The proposal, which had bipartisan support, would allow county prosecutors to pursue cases for crimes carried out in different counties. The law would also require online marketplaces to verify that sellers who use the marketplaces provide contact information.

The merchants association acknowledged there’s no measurable statistic for organized retail crime, which it argued was a reason to make the crime a separate category.

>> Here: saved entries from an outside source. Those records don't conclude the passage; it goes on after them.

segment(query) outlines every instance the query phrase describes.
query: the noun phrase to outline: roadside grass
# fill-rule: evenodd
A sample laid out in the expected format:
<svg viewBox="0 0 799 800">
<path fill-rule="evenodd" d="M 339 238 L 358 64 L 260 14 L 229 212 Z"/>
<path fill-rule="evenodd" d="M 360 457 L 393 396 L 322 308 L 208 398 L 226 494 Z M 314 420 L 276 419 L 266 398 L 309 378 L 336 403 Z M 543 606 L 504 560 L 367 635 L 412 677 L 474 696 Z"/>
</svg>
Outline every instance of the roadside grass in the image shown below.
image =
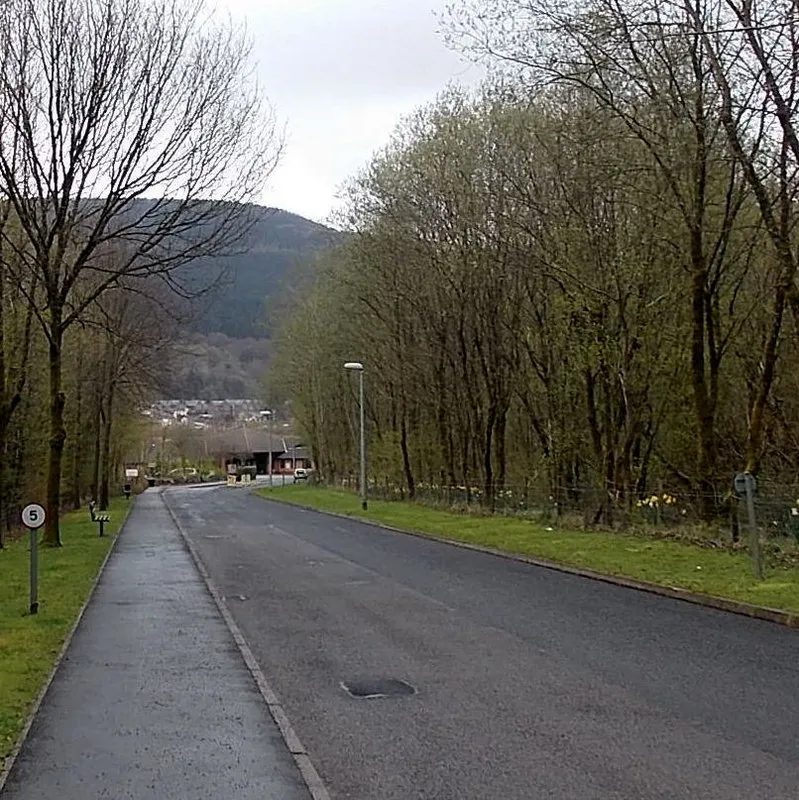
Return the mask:
<svg viewBox="0 0 799 800">
<path fill-rule="evenodd" d="M 127 516 L 111 502 L 102 539 L 86 509 L 65 514 L 60 548 L 39 548 L 39 613 L 30 616 L 27 534 L 0 550 L 0 771 L 50 674 L 64 639 Z"/>
<path fill-rule="evenodd" d="M 408 501 L 370 500 L 369 509 L 363 511 L 356 494 L 316 486 L 267 487 L 257 493 L 270 500 L 333 511 L 606 575 L 799 611 L 799 569 L 770 565 L 766 580 L 758 581 L 746 552 L 708 549 L 649 535 L 551 529 L 514 517 L 462 514 Z"/>
</svg>

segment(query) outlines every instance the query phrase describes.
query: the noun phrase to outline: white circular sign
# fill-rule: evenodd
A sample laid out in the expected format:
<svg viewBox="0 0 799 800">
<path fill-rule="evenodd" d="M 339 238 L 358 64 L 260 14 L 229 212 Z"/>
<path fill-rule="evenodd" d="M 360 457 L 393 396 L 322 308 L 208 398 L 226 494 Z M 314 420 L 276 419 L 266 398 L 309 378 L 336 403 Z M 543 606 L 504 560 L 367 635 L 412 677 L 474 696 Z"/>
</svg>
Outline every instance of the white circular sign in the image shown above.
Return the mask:
<svg viewBox="0 0 799 800">
<path fill-rule="evenodd" d="M 26 528 L 41 528 L 44 518 L 44 509 L 38 503 L 30 503 L 22 509 L 22 524 Z"/>
</svg>

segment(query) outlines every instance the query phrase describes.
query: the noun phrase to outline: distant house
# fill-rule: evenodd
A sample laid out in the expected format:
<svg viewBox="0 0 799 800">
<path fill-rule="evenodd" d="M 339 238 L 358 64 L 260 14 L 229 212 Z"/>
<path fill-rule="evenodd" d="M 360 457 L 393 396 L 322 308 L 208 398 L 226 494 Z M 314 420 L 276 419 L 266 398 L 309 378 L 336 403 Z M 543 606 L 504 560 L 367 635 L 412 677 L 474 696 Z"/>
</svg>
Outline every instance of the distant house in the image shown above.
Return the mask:
<svg viewBox="0 0 799 800">
<path fill-rule="evenodd" d="M 296 437 L 277 436 L 262 428 L 233 428 L 220 431 L 208 442 L 208 455 L 219 459 L 227 472 L 228 465 L 254 466 L 258 475 L 269 472 L 291 473 L 297 467 L 313 468 L 310 451 Z"/>
<path fill-rule="evenodd" d="M 311 469 L 311 452 L 307 447 L 292 447 L 277 457 L 280 469 L 277 472 L 294 472 L 297 467 Z"/>
</svg>

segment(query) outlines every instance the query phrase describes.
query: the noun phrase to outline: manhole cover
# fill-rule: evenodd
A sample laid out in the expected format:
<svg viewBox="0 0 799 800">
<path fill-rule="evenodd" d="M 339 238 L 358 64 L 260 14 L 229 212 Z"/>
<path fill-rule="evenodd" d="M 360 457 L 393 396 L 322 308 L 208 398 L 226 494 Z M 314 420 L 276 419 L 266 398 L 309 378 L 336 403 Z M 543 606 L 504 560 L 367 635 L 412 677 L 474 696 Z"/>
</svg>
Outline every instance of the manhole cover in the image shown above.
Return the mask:
<svg viewBox="0 0 799 800">
<path fill-rule="evenodd" d="M 376 697 L 407 697 L 416 694 L 416 689 L 397 678 L 377 678 L 376 680 L 342 681 L 342 688 L 353 697 L 371 700 Z"/>
</svg>

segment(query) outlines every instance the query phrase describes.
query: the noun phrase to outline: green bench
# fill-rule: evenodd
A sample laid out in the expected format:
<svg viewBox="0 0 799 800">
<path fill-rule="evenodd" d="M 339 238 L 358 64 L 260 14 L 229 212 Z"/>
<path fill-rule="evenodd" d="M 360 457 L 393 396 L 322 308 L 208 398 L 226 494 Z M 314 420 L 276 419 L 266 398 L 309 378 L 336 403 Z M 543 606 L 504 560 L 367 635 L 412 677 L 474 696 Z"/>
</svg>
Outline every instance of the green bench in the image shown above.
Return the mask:
<svg viewBox="0 0 799 800">
<path fill-rule="evenodd" d="M 100 529 L 100 536 L 105 536 L 105 523 L 111 521 L 111 515 L 105 514 L 102 511 L 97 511 L 97 503 L 92 500 L 89 503 L 89 516 L 91 517 L 92 522 L 96 522 L 99 529 Z"/>
</svg>

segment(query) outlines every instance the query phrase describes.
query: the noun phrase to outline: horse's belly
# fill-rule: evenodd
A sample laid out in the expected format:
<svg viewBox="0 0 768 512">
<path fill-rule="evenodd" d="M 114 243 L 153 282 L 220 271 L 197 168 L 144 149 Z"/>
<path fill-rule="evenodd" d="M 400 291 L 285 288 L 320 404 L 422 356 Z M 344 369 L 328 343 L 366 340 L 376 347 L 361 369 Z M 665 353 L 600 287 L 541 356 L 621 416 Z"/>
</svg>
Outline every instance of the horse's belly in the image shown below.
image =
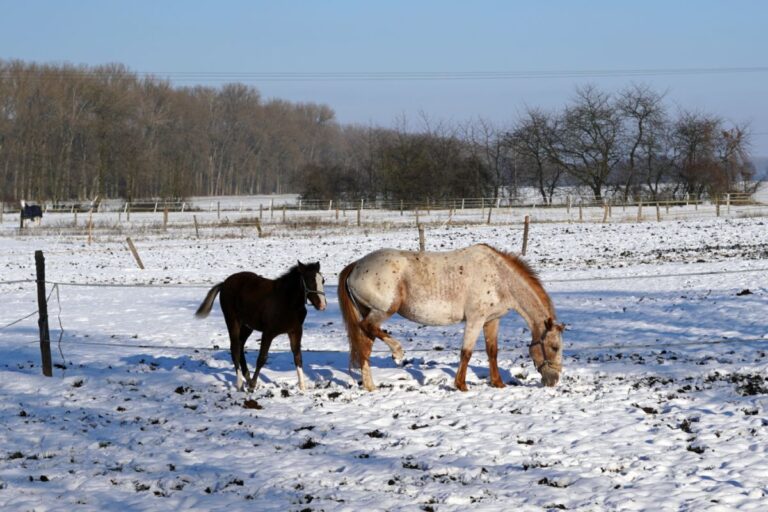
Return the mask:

“We’ve never seen this. I’ve been at this a long time. Decades,” Rob Karr, president & CEO of the merchants association told reporters after testifying Friday night before the Senate Executive Committee. “We started talking about organized retail crime over 10 years ago as an emerging problem. We’ve never seen theft show up in public reports for publicly traded corporations. It does now.”

Legislators also passed a bill banning the sale and possession of so-called “ghost guns,” often assembled from kits and are not marked with serial numbers like normal guns, making them harder to track.

Under the new legislation, owners of these guns would have six months to get them engraved with serial numbers. After that, a first violation would be a Class A misdemeanor, punishable by as much as a year in jail. Any subsequent offense would be a Class 3 felony, punishable by a prison sentence of two to five years.

The House passed clarifications to provisions that dealt with electronic monitoring of criminal suspects and other measures within the Safety, Accountability, Fairness and Equity-Today (or SAFE-T) Act that was signed by Pritzker last year with the aim of making the criminal justice system more equitable.

Republicans over the last few months have tried to use the justice package, which includes an end to cash bail in 2023 for nonviolent offenses, as a way to paint Democrats as being weak on crime issues going into the election.

“Safety now? We want safety now. This bill doesn’t give us safety now. Vote ‘no,’” state Rep. Patrick Windhorst, a Republican from Metropolis, said, drawing applause from his fellow GOP members.

State Rep. Justin Slaughter, a Chicago Democrat, offered a loud and impassioned rebuttal to the Republicans, saying there is a “bad stench of racism” from the GOP side of the House.

“In the Black community, it’s been a state of emergency for a really long time now,” Slaughter said. “But as long as crime and violence is contained in the hood, it was OK. As long as my folks terrorize other people of color, it was fine. But now, Chiraq is in your communities. And now, it’s a state of emergency.”

Slaughter’s remarks drew an equally angry response from several GOP members.

“That’s wrong! That’s wrong!” said Durkin, the House GOP leader. “You know that’s wrong!”

Slaughter’s clarifications passed 64-45 in the House. But won’t be heard in the Senate until the fall.

Even before the final language of the budget plan was made public, the agreement outlined by Pritzker, House Speaker Emanuel “Chris” Welch of Hillside and Senate President Don Harmon of Oak Park already was receiving positive reviews from at least one Wall Street credit ratings agency.

“The budget agreement in Illinois suggests the state is on track to implement credit-positive measures that rebuild fiscal resilience and reduce long-term liabilities including a meaningful deposit to the rainy day fund, addressing long-standing unpaid health care bills and chipping away at the pension liability,” Eric Kim, a senior director with Fitch Ratings, said in a statement Friday.

Fitch is the only one of the three major ratings agencies that has yet to upgrade Illinois’ credit from one notch above junk bond status.

“Continued operating performance improvement and movement toward structural balance, and maintaining a more normal fiscal decision-making process, could support a return to the state’s pre-pandemic rating or higher,” Kim said.